Engineered Lumber #3: LVL

LVL or laminated veneer lumber is an engineering solution to span large distances without the need for large pieces of timber.  This technology is similar to plywood in that is utilizes several thin pieces of wood glued together in various directions to create one solid and very strong beam.  Unlike timber, LVL can be pieced together easily and can even be bent and formed in while making the product to conform to specific architectural applications.  Although LVL was designed to be an alternative to using large and costly pieces of wood and thus often hidden within the structure of a building or house, architects have found new ways of exposing this material to express the structure and load capacity of a building.

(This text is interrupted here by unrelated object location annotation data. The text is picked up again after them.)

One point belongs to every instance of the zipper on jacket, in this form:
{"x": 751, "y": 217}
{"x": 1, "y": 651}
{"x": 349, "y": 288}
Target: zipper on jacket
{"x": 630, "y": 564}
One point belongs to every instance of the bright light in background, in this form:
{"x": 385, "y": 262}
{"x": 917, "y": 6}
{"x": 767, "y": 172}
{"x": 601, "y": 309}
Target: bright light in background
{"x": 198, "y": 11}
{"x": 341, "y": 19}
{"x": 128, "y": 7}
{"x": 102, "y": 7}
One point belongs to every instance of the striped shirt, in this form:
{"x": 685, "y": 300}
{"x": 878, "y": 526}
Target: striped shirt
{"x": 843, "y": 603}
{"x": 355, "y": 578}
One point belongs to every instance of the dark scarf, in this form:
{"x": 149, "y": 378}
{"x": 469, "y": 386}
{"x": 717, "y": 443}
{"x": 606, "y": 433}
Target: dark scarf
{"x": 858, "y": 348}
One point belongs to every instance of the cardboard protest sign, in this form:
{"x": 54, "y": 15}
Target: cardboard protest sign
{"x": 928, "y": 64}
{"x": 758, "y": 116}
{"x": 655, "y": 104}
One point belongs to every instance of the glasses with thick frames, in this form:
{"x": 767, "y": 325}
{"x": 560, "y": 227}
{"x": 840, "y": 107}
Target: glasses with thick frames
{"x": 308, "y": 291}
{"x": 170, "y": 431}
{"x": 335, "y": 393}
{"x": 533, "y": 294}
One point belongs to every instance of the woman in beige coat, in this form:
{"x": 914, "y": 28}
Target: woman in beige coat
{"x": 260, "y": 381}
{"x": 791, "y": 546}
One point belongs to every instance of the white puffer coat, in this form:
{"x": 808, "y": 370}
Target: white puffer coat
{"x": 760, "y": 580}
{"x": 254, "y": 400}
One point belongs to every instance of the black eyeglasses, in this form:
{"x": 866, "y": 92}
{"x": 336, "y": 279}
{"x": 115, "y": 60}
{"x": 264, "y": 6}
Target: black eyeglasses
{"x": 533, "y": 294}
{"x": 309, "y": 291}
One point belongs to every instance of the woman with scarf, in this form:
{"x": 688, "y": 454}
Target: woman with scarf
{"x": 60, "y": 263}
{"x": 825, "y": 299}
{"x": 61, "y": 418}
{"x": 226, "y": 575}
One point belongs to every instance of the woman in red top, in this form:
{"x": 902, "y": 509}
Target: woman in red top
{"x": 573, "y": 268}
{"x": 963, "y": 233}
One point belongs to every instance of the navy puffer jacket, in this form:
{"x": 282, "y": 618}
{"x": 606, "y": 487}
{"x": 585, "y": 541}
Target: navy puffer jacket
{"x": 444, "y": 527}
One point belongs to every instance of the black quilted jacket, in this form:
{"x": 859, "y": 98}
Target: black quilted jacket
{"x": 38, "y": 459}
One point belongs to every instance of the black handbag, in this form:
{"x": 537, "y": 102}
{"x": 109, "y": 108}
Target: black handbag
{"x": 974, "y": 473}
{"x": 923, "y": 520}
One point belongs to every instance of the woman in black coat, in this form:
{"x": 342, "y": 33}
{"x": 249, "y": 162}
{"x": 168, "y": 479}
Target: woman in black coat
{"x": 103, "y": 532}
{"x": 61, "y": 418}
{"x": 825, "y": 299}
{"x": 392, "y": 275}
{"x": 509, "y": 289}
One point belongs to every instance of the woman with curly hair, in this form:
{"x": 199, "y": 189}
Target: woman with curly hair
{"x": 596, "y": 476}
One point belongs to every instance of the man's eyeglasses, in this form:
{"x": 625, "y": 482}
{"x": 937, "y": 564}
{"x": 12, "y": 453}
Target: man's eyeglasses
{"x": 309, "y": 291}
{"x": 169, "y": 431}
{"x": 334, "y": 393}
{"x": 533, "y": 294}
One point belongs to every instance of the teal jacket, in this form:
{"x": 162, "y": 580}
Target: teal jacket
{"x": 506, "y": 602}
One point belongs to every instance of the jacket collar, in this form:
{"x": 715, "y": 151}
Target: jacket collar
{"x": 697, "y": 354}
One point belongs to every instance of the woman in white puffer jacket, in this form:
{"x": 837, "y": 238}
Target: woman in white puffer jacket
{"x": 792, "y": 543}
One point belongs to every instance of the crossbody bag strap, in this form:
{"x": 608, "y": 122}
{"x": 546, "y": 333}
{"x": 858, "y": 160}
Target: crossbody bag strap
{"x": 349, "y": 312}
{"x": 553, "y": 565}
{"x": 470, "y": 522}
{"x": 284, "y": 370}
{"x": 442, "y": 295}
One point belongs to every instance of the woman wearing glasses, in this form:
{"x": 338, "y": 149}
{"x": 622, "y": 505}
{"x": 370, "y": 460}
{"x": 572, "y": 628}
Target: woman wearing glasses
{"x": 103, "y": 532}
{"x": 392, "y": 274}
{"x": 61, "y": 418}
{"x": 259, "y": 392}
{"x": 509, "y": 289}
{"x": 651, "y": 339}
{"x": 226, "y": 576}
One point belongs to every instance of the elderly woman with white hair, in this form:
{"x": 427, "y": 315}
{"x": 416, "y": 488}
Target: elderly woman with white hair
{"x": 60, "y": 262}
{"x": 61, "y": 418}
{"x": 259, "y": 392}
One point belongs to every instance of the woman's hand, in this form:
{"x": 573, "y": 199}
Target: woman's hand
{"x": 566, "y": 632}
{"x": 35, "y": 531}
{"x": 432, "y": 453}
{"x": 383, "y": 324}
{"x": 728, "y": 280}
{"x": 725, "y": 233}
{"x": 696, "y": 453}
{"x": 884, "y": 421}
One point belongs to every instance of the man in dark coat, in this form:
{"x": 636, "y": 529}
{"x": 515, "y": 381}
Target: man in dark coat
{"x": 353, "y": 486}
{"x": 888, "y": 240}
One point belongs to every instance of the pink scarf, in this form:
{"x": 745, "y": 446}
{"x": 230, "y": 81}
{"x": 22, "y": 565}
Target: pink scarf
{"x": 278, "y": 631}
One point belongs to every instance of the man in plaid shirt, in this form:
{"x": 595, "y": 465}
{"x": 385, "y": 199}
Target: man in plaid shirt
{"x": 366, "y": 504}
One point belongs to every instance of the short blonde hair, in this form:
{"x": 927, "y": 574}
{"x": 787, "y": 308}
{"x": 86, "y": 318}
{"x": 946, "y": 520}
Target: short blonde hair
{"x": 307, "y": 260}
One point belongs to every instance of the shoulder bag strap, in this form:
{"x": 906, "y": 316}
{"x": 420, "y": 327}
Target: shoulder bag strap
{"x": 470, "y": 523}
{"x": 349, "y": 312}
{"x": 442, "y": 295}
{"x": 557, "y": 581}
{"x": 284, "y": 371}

The flexibility of LVL can be seen in the interesting spiral curvature of the Waitomo Caves Visitor Center by Architecture Workshop.  The visitor center wanted an expansive structure to cover the entrance of the cave while heightening the experience of its entrance.  This large-spanning wood and plastic structures was the architectural solution.  These prefabricated LVL pine beams were built in a nearby factory, designed to interlock on-site to create a grid-like structure.  The beams weave together making the structure of the large canopy, which was then covered by inflated ETFE pillows.  LVL allows the building to be somewhat inexpensive with the ability to span a great distance and house several hundred people.

LVL is used in a very innovative way in the Metropol Parasol by ARUP in Seville, Spain.  This massive mushroom-like structure is composed of more than 3000 polyurethane-covered LVL panels and houses a variety of programmatic functions including restaurants, bars, and an archaeological museum.  The panels are arranged on an orthogonal grid and their individual heights are determined by how they are loaded.  Diagonal steel bars reinforce the panels and help with lateral stability.  Although there is no roof on the structure, the deep grid creates adequate shade and is occupied continuously throughout the year.